Sierra Leone's President Bai Koroma (centre) arrives for the inaugural address of Liberian President Ellen Johnson Sirleaf on January 16, 2012 in Monrovia. In Freetown, a coalition of women are up against political mischief ahead of the country's elections later in the year.
A coalition of Sierra Leone women groups plan to stage a march to push for better security in the country.
The women singled out the government for failing in its responsibilities to maintain peace during political rallies.
“Our political leaders are a disgrace,” Yasmin Jusu-Sheriff, one of Sierra Leone's leading women activists, said.
The announcement by the All Political Parties Women's Association was a response to the latest political violence that saw rival political parties clash during a recent by-election in Freetown. The incident left four people injured after police were forced to use teargas and live bullets to disperse unruly youth who were armed with knives, machetes and other weapons.
So far, the violence has been blamed on the two main political parties – the ruling All Peoples Congress (APC) and the opposition Sierra Leone Peoples Party (SLPP), which won the local council by-election.

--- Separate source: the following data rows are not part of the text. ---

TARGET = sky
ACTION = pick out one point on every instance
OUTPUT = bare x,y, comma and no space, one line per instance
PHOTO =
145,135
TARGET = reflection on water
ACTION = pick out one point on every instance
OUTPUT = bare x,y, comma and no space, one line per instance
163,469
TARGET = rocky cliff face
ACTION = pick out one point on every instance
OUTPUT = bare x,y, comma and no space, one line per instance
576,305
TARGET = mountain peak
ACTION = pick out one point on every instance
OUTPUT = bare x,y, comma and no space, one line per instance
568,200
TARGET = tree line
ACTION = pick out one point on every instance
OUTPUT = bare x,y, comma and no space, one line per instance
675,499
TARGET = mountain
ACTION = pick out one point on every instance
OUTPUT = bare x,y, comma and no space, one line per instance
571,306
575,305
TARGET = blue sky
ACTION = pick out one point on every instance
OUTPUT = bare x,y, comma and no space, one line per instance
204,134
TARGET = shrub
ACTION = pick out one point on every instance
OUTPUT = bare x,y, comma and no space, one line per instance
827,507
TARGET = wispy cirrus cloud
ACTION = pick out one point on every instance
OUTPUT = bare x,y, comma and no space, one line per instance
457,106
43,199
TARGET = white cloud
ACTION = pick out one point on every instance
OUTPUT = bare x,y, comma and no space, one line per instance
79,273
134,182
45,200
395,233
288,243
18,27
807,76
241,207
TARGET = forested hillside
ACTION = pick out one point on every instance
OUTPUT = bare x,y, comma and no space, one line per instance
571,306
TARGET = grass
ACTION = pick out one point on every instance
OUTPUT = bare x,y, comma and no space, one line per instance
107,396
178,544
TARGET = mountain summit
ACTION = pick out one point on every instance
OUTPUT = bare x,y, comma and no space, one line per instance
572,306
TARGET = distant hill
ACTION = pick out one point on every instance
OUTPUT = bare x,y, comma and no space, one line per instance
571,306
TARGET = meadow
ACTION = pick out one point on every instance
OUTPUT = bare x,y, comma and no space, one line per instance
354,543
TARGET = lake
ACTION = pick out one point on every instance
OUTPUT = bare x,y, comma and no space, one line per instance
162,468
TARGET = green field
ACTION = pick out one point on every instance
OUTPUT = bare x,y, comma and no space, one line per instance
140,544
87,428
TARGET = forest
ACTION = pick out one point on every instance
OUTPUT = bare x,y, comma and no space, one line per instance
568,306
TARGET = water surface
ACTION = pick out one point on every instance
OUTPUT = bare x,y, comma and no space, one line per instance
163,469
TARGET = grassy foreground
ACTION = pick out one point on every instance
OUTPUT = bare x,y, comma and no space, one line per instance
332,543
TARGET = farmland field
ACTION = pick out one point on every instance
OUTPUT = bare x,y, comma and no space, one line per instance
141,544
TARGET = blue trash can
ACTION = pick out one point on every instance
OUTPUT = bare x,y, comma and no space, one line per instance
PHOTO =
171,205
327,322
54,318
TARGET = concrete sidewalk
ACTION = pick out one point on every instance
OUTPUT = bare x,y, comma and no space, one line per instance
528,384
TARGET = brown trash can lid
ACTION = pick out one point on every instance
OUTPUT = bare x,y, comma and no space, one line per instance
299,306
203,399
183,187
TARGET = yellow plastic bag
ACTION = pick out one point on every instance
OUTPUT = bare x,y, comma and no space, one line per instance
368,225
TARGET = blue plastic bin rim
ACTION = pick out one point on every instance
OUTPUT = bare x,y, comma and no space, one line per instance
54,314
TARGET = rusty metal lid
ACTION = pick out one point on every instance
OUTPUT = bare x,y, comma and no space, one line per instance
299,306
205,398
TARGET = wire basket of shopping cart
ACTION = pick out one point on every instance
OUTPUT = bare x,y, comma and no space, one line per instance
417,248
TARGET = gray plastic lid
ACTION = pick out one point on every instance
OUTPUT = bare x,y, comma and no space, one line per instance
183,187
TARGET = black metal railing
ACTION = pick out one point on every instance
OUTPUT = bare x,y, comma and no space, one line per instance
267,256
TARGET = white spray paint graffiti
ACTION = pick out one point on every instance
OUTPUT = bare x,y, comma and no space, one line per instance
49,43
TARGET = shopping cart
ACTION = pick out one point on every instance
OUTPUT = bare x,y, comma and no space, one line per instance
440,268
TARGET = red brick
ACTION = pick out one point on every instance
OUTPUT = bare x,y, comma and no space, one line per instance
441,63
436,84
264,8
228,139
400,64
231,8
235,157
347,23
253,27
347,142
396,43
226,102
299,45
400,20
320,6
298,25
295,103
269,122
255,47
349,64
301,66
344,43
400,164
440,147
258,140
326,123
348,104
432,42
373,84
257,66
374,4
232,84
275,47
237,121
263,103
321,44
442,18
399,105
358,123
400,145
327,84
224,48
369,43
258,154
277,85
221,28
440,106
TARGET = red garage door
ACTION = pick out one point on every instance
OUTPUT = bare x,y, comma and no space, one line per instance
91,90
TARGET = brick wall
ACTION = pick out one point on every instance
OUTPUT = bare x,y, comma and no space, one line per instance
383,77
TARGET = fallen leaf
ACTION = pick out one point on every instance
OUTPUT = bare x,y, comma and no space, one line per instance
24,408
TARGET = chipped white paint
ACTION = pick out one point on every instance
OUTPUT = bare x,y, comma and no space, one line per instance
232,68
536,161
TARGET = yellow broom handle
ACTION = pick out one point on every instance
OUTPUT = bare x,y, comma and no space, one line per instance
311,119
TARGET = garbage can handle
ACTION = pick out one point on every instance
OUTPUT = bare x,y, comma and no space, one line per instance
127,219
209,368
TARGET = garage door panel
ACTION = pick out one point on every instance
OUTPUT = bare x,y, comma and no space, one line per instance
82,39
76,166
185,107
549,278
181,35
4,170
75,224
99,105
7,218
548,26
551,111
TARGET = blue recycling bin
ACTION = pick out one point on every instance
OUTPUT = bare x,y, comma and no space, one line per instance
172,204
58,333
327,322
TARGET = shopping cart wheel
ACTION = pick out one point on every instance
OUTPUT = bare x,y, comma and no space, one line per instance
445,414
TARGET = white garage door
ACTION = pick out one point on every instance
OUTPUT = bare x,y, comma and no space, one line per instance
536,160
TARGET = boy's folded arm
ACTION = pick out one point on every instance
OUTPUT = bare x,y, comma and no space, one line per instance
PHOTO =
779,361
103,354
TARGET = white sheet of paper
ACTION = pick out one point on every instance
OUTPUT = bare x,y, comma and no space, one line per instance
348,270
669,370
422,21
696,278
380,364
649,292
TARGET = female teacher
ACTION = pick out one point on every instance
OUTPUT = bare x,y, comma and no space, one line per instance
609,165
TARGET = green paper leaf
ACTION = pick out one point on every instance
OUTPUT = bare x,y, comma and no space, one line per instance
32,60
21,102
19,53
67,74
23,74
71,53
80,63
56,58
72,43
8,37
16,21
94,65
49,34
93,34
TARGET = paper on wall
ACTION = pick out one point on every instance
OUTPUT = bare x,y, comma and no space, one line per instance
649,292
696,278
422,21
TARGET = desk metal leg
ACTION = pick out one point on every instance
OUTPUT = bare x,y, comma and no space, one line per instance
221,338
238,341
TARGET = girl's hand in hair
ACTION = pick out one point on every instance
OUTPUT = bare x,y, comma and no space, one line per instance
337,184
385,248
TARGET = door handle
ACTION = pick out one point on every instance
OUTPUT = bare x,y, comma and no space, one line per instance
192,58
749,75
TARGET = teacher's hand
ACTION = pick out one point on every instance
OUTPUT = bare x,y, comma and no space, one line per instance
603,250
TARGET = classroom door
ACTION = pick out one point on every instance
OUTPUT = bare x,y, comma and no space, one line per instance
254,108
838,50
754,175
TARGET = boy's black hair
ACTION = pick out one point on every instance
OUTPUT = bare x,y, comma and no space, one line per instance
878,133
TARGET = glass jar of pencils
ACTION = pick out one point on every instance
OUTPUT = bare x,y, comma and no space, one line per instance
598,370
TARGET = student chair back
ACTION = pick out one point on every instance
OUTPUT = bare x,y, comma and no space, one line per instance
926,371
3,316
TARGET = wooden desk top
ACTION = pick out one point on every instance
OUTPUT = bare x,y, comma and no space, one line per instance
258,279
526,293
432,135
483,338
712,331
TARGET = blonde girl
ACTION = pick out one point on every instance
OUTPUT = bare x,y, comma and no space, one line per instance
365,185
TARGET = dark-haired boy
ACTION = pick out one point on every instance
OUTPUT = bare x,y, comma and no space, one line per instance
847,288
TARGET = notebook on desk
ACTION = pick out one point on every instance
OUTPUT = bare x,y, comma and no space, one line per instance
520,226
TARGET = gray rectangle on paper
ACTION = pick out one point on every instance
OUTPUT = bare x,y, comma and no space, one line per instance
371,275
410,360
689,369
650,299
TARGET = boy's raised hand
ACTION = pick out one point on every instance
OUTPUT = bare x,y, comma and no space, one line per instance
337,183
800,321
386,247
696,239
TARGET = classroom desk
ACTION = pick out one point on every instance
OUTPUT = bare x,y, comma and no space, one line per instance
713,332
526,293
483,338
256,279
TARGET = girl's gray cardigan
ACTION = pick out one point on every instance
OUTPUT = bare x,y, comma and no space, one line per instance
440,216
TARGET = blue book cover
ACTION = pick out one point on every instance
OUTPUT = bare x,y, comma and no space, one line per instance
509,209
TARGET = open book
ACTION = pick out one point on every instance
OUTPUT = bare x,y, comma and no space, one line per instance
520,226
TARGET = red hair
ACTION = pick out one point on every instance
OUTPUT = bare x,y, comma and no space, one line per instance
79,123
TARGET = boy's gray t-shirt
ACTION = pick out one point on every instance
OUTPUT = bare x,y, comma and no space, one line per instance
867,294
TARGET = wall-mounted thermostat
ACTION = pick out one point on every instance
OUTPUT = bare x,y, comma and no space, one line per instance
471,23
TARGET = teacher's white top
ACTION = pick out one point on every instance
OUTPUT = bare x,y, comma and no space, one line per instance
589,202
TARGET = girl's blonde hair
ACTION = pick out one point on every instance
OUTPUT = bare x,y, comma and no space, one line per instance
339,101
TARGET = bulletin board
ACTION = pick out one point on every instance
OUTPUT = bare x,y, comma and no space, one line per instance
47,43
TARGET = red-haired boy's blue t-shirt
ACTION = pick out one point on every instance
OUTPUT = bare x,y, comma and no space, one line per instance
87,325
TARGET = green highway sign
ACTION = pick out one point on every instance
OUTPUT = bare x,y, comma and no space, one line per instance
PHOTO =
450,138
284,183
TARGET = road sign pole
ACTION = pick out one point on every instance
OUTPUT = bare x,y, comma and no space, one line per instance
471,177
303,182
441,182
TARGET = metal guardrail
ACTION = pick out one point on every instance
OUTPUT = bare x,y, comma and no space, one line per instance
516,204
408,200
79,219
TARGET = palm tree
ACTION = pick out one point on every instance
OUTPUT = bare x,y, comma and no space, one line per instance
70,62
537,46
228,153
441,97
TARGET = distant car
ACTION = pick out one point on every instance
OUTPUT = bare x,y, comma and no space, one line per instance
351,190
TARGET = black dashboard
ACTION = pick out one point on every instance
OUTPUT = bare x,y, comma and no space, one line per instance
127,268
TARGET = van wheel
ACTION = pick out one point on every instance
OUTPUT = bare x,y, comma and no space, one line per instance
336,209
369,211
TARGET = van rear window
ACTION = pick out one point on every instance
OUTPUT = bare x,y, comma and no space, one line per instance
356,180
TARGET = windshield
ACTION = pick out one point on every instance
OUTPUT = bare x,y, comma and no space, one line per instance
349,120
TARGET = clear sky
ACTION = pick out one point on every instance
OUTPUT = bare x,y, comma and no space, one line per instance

The Wednesday announcement of the protest coincided with the 10th anniversary of the end of the bloody 11-year Sierra Leonean civil war. In the last decade, the country's fragile peace process has been threatened by recurrence of violence especially instigated by politicians.
In addition to condemnation, the women issued a number of recommendations among them an overhaul of the powers of the National Electoral Commission (NEC) and the Political Parties Registration Commission (PPRC) to enable them deal with election issues without the interference of politicians.
On Monday, the NEC chairperson, Dr Christiana Thorpe, issued a strongly-worded statement condemning politicians for the Freetown violence.
“If political violence happens I will blame it on APC and I will blame it on SLPP. If they want peaceful elections they should talk to their supporters,” Dr Thorpe said.
Sierra Leonean women are particularly concerned that violence could deter them from participating in next November's elections.